While “identify and eliminate racism” featured as a “transformation element” of one of the priority reform areas, “racism” was then mentioned just ten times in the 47 pages of the actual agreement, with no definition in its definitions list. It is odd that the foundational structure of oppression, responsible for producing the racialised disparities this agreement is trying to ameliorate, is so poorly understood.
The lack of understanding shows. The agreement suggests racism will be fixed by pushing Indigenous peoples into “mainstream” institutions, on boards and identified leadership positions, which we know is a haven rather than remedy for everyday and systemic racism.
In lieu of race and racism, the terms “culture” and “cultural” are littered throughout the agreement. “Culture”, much like the agreement itself, provides an opportunity to blame Indigenous peoples for the structural disadvantage they are subject to.
It’s all about data
The big solution we are told - both in the press conference and the partnership agreement - is “data”. Data is offered both as a priority reform as well as a strategy in and of itself. Each Closing the Gap target is outlined in a table that lists how they will be monitored.

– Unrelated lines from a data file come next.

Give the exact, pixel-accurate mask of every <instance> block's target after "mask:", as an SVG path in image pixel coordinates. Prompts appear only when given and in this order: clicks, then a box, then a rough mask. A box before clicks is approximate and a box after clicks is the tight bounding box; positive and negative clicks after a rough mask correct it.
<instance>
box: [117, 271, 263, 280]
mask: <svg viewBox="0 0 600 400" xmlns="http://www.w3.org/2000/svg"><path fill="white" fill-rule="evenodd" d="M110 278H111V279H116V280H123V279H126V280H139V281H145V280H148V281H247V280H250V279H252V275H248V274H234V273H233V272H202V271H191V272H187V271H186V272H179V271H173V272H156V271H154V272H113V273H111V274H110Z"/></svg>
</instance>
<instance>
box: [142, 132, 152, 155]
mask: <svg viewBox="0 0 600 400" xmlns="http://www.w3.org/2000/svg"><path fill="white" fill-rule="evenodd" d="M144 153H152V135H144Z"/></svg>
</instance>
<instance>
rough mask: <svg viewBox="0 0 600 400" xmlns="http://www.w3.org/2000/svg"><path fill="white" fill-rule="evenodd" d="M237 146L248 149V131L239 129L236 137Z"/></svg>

We are not offered a sense of the complexity of the problem being addressed, or even a strategy. Instead, we are told what data should be collected in relation to the goals.
It seems the strategy for addressing Indigenous disadvantage is to find better ways to monitor other forms of progress incrementally. Yet the focus here is largely on Black bodies and behaviours. There is little to no analysis of the institutions and systems responsible for the production of the racialised disparities Indigenous peoples experience.
As such, the data will likely reproduce the story of Indigenous failure that we are all too familiar with.
There is also little that is new about increased surveillance of Indigenous people as a policy measure - which is what this is. There is, however, a strong evidence base that tells of the long history of failure of such “interventions”
Read more: Ten years on, it's time we learned the lessons from the failed Northern Territory Intervention
This is about government failure
The failings in Indigenous affairs are not due to Indigenous people making poor choices. Nor is it because we lack data or evidence of what works. It is a result of a sustained indifference to the lives of Indigenous peoples, disguised as benevolence in fictitious claims of policy reform.
The issue is the failure - or rather refusal - to commit to structural reform that meaningfully attends to the relationship between Indigenous peoples and the state. Such reform demands recognition of the unique rights of Indigenous peoples, not simply more data on disadvantage and supposed Indigenous deviance.
Yet we are now being offered a partnership approach with government-funded Aboriginal and Torres Strait Islander organisations. Few have noted the power imbalance at the heart of this relationship. As Roy Ah-See, co-chair Uluru dialogues at UNSW’s Indigenous Law Centre has said,
You are never going to bite the hand that feeds you, so how can these organisations be representative if they only received resources from government?
When we cut through the talk of the new Closing the Gap agreement, it is clear this discourse of “change” works precisely so that everything can stay the same. The only actual difference in this week’s announcement was Indigenous organisations signed up to it.
And, it is most telling that while Indigenous peoples on the streets are still fiercely proclaiming “sovereignty never ceded” amid a pandemic, the peaks that represent them have signed up to an agreement in which sovereignty was never mentioned.